Nun wird bundesweit in den Ruheforsten eines mit seiner Familie über viele Jahrhunderte an Bestattungskultur sehr hochstehenden adligen Milliardärs diese Wucht an Gaben, Befähigungen, Talenten und Erfahrungen unter Bäumen verscharrt.
Man darf froh sein, wenn man auf diese Weise die letzte Ruhestätte seiner Verwandten oder Bekannten in einigen Jahren noch per Smartphone oder App finden kann, da ihr Schöpfer sie zu sich, der Wald freilich sie gänzlich in Vergessenheit bringt.
Man stelle sich die Grabsteine oder Gräber von verstorbenen Mitbürgern unserer Städte und Dörfer vor, ob Ehrenbürger oder nicht, welchen die Natur dem Gedächtnis an sie den Garaus gemacht hat.
Mit Ruheforsten stirbt die Idenität einer Gemeinde, welche wie jeder Mensch Geschichte hat und braucht, weil er beziehungsweise sie ohne diese vor allem seine Gegenwart, doch auch seine Zukunft nicht richtig verstehen kann.Natürlich sind diese Waldbestattungen die Folge harter ökonomischer Zwänge.
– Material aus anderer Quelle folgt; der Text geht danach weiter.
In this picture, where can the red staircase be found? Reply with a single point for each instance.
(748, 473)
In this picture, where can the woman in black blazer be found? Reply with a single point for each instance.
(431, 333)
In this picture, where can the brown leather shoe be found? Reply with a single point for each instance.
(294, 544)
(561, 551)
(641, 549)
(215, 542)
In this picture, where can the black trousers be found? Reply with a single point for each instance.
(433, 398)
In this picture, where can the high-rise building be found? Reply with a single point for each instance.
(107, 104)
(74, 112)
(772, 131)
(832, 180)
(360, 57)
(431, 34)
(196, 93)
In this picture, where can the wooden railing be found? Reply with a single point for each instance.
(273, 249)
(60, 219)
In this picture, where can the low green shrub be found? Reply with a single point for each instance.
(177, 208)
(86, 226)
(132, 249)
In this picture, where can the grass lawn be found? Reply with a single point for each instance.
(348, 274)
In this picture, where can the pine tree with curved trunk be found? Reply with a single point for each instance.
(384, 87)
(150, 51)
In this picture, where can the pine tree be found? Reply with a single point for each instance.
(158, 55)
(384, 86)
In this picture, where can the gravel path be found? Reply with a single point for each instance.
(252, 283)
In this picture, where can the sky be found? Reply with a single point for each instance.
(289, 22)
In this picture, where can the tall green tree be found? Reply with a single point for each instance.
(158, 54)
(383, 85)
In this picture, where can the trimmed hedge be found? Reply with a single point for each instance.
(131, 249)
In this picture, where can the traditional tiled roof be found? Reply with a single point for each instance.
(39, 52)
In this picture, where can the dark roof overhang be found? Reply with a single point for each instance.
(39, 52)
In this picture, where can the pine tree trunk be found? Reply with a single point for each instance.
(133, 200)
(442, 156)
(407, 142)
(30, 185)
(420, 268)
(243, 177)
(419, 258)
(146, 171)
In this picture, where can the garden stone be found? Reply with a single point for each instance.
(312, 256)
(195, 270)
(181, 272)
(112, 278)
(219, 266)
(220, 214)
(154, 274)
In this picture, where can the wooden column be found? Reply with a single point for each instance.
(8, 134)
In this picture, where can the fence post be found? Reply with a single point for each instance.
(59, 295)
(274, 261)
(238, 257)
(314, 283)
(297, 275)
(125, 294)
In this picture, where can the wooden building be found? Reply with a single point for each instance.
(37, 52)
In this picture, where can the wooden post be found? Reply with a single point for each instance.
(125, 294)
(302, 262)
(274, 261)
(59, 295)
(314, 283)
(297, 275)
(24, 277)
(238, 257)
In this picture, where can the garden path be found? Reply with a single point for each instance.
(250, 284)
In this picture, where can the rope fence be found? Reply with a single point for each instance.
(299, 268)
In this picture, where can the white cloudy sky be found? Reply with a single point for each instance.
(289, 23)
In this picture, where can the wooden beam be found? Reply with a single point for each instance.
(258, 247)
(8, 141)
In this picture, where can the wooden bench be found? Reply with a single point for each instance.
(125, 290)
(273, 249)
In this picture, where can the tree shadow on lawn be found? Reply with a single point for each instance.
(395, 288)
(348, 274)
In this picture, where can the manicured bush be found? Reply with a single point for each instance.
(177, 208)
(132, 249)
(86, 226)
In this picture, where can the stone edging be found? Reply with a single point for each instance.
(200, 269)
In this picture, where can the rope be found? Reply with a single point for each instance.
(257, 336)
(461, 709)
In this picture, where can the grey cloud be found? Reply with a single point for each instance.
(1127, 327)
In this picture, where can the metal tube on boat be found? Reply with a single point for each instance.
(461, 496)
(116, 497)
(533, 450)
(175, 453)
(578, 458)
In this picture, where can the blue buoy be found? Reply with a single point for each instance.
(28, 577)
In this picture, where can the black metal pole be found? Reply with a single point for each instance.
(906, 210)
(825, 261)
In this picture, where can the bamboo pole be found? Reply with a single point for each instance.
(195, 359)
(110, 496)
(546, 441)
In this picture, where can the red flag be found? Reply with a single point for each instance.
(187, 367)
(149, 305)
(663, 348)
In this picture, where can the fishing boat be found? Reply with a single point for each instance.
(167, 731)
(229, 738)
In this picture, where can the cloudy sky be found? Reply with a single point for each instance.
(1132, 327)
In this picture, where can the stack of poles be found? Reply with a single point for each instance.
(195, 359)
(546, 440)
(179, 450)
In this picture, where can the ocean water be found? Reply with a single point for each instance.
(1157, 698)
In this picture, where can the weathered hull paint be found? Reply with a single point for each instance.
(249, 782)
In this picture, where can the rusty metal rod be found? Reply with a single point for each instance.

Wenn wie allerorts die Gebühren für Liegeplätze auf Friedhöfen sukzessive angehoben werden und allein schon in die Vieltausende von Euro gehen, kommen die Hinterbliebenen nur zu oft auf nämliche Angebote.
Dabei wäre es die Aufgabe von Kommunen, jedem ihrer Bürger für sich eine leicht zugängliche Grabund für andere Erinnerungsstätte zu ermöglichen wie auch bezahlbar zu machen. Nicht zuletzt damit diese erkennen, dass ihre Talente und Fähigkeiten zum Allgemeinwohl gebraucht und geschätzt werden, auch über ihren Tod hinaus und nicht hinter oder rund um Bäume entsorgt.
„Gerechtigkeit erhöht ein Volk", doch nicht nur, sondern auch eine Ortsverwaltung. Die Absonderung (wörtlich Sünde) jedoch ist ihr Verderben.“Sprüche Salomos 14,34.